First baseman Joe Adcock was one of baseball's top sluggers in the 1950s and early 1960s, clubbing 336 homers during a 17-year career, primarily with the Milwaukee Braves.

Nicknamed "Billy Joe", Adcock spent one year at LSU on a basketball scholarship before being signed by the Cincinnati Reds. He came up to the majors with the Reds in 1950, but with Ted Kluszewski entrenched at first, he was forced to move to the outfield. Unhappy there, he demanded a trade and was sent to the Milwaukee Braves before the 1953 season. There he joined a lineup that included Eddie Mathews and was further strengthened with the addition of rookie Hank Aaron the next season.

During a July 31, 1954 game, Adcock may have had the best single offensive performance in major league history. Facing the Brooklyn Dodgers at Ebbets Field, he hit four home runs along with a double. In 1956, he had the best year of his big league career, finishing second in the National League in home runs (38), RBI (103), and slugging percentage (.597). He appeared in the World Series with the Braves in 1957 and 1958.

Adcock is perhaps best remembered for breaking up baseball's longest no-hitter on May 26, 1959. After Harvey Haddix of the Pittsburgh Pirates pitched twelve perfect innings, he hit a home run in the 13th inning to drive in Felix Mantilla and give the Braves the win. However, it was not scored as a homer as he inadvertently passed Hank Aaron on the basepaths and was called out.

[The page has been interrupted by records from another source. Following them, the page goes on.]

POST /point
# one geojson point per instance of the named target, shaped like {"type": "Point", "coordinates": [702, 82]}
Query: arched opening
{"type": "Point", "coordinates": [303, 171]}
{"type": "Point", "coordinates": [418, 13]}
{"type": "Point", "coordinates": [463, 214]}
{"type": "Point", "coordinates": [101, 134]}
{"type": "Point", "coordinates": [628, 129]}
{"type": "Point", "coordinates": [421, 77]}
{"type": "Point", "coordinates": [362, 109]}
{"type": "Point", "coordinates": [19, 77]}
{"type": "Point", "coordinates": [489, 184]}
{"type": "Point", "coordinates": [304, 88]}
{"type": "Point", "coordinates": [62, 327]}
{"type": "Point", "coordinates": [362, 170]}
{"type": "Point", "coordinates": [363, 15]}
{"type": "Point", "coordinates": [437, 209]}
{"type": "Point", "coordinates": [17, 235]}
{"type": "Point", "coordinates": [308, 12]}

In 1960, Adcock earned his only trip to the All-Star Game and ended the season seventh in the NL in batting average (.298), homers (25), and slugging percentage (.500). The next year, he was fourth in the NL with 35 home runs and sixth with 108 RBI. After the 1962 season, he was traded to the Cleveland Indians, who after one year traded him to the Los Angeles Angels, where he spent the last three years of his playing days.

During his career, Adcock had 10 grand slams and 28 multi-homer games. He was also the first player to hit a home run over the grandstand roof at Ebbets Field and one of three players to hit a homer into the centerfield bleachers of the Polo Grounds (Hank Aaron and Lou Brock are the others). During his time with the Braves, he wore number 9. He once angrily chased much smaller and obviously fearful Philadelphia Phillies pitcher Ruben Gomez into center field after being hit by a pitch.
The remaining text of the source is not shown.